Kantor berita pemerintah Tiongkok, Xinhua, juga memuat artikel Putin pada hari Kamis di mana pemimpin Rusia tersebut melukiskan potret dua negara tetangga yang semakin memiliki tujuan global yang sama.
Dia juga mengecam boikot diplomatik Barat yang dipimpin AS terhadap Olimpiade yang disebabkan oleh catatan hak asasi manusia Tiongkok.
“Sayangnya, upaya sejumlah negara untuk mempolitisasi olahraga demi kepentingan egois mereka semakin meningkat akhir-akhir ini,” tulis Putin, seraya menyebut tindakan tersebut “salah secara fundamental.”
Tiongkok mendapat banyak dukungan dari Uni Soviet – cikal bakal negara Rusia modern – setelah berdirinya pemerintahan Komunis pada tahun 1949, namun kedua kekuatan sosialis tersebut kemudian berselisih karena perbedaan ideologi.
Hubungan kembali ke jalur yang benar ketika Perang Dingin berakhir pada tahun 1990-an, dan keduanya telah menjalin kemitraan strategis dalam beberapa tahun terakhir yang membuat mereka bekerja sama secara erat dalam isu-isu perdagangan, militer, dan geopolitik.

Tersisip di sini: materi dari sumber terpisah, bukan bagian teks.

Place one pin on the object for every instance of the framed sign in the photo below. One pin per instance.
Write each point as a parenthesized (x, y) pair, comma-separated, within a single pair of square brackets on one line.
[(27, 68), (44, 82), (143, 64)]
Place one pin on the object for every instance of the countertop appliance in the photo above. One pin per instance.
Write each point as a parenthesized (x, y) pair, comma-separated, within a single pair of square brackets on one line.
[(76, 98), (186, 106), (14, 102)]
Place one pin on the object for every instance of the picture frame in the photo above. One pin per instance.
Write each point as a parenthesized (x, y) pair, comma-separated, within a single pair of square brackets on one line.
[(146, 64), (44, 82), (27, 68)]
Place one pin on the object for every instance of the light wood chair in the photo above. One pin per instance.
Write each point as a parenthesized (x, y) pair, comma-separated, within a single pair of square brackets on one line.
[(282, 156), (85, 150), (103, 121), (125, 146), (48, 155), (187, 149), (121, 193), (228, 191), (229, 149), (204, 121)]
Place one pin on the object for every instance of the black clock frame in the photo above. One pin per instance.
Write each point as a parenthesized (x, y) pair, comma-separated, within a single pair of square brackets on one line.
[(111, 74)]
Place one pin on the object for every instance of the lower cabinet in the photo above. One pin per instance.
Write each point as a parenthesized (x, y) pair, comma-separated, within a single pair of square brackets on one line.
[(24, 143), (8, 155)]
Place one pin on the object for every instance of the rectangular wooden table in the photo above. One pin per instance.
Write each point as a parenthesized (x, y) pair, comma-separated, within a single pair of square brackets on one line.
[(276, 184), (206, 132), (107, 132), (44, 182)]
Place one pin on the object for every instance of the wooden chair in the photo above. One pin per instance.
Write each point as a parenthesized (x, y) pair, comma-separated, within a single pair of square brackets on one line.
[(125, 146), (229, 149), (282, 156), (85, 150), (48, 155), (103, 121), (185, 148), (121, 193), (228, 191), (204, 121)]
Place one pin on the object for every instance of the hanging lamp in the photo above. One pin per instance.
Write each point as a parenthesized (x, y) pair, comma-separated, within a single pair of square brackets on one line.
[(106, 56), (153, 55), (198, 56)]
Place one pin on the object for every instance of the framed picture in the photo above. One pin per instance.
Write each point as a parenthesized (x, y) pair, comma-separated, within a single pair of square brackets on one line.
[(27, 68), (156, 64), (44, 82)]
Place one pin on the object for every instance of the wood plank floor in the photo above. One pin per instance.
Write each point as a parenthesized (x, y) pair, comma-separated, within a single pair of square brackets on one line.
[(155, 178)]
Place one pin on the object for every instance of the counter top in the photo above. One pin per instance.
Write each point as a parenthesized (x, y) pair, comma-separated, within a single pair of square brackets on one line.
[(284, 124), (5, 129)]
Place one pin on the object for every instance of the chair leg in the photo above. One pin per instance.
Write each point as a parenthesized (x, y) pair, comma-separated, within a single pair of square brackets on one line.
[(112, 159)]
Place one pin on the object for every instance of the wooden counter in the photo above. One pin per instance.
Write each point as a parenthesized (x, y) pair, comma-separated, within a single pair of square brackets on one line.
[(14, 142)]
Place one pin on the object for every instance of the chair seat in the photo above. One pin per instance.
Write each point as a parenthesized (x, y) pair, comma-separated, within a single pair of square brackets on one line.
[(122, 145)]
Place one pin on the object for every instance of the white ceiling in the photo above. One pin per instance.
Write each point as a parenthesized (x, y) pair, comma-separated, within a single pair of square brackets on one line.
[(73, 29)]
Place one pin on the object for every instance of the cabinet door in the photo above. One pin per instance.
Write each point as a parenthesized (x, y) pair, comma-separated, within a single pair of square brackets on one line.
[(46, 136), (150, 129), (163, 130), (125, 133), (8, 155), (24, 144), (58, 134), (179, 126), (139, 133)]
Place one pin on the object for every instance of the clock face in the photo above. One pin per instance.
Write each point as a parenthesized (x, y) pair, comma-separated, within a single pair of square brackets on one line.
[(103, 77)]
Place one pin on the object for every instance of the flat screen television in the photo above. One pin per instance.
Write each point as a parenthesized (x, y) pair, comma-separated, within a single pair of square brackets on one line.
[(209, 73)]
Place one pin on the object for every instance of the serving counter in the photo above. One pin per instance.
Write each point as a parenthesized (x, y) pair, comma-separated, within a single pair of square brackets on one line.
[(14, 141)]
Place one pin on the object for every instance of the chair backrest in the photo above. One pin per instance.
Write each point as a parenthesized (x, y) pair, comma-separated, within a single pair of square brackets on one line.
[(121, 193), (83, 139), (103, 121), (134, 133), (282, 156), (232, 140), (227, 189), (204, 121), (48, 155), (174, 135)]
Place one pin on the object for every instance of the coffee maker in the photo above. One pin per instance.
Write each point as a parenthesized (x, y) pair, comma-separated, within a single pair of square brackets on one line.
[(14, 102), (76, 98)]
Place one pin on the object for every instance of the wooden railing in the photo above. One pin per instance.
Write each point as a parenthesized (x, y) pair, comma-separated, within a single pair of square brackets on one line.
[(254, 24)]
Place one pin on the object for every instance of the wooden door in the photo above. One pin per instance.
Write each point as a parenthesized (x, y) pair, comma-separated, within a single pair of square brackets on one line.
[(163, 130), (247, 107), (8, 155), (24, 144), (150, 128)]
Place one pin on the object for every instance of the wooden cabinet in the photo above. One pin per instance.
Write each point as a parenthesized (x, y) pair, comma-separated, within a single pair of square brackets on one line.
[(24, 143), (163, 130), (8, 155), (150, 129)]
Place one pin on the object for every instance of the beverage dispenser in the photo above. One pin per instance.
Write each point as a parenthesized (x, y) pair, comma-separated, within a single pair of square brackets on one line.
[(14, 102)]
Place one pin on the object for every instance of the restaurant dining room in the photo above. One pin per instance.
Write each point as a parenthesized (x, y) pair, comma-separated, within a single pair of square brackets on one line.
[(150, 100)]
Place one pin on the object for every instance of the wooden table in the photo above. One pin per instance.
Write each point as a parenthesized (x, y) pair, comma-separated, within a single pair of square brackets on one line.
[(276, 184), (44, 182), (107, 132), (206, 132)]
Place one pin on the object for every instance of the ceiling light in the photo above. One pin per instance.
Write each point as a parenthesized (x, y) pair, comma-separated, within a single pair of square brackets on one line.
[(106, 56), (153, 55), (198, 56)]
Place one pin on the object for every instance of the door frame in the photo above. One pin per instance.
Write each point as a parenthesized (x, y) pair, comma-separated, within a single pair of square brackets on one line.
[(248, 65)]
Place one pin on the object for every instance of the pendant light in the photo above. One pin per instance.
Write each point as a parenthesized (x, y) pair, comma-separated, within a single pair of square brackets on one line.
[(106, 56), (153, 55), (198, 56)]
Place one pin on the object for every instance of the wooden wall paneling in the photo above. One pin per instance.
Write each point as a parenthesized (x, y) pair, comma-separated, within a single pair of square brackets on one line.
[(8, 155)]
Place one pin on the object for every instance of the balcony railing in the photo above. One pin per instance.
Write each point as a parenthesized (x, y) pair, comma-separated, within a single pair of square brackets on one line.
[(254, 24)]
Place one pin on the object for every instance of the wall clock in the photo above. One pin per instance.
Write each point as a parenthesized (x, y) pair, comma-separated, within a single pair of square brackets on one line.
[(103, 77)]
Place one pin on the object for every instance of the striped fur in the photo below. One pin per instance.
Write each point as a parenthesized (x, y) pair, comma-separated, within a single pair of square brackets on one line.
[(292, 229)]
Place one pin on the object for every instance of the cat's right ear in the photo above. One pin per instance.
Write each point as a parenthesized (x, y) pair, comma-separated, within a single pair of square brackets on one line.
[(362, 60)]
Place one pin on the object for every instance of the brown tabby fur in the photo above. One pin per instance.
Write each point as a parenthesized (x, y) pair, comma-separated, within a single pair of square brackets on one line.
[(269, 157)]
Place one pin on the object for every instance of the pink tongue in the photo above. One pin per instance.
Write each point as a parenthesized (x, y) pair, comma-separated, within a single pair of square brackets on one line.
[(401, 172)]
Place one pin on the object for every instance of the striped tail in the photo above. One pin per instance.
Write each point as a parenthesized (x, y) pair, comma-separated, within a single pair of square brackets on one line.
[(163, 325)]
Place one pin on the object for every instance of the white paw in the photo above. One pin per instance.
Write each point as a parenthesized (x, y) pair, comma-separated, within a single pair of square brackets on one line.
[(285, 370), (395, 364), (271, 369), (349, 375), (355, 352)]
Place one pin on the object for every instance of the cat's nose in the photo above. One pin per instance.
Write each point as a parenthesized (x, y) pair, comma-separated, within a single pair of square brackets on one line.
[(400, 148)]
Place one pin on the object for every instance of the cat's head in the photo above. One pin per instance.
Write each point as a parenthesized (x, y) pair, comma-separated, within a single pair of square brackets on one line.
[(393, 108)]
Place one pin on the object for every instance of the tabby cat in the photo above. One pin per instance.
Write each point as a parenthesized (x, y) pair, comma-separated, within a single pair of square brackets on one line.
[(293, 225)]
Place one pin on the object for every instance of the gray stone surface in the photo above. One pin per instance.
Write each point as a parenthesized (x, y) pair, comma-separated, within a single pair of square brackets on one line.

Hubungan ini semakin menguat pada era Xi, pada saat Rusia dan Tiongkok semakin berselisih dengan negara-negara Barat.
Para pemimpin lain yang akan menikmati keramahtamahan Xi selama Olimpiade ini termasuk Abdel Fattah al-Sisi dari Mesir, Mohammed bin Salman dari Arab Saudi, Kassym-Jomart Tokayev dari Kazakhstan, dan Andrzej Duda dari Polandia.
Sekitar 21 pemimpin dunia diperkirakan akan menghadiri Olimpiade tersebut.
Mayoritas pemimpin tersebut berkuasa di rezim non-demokratis, menurut Indeks Demokrasi yang dikeluarkan oleh Economist Intelligence Unit.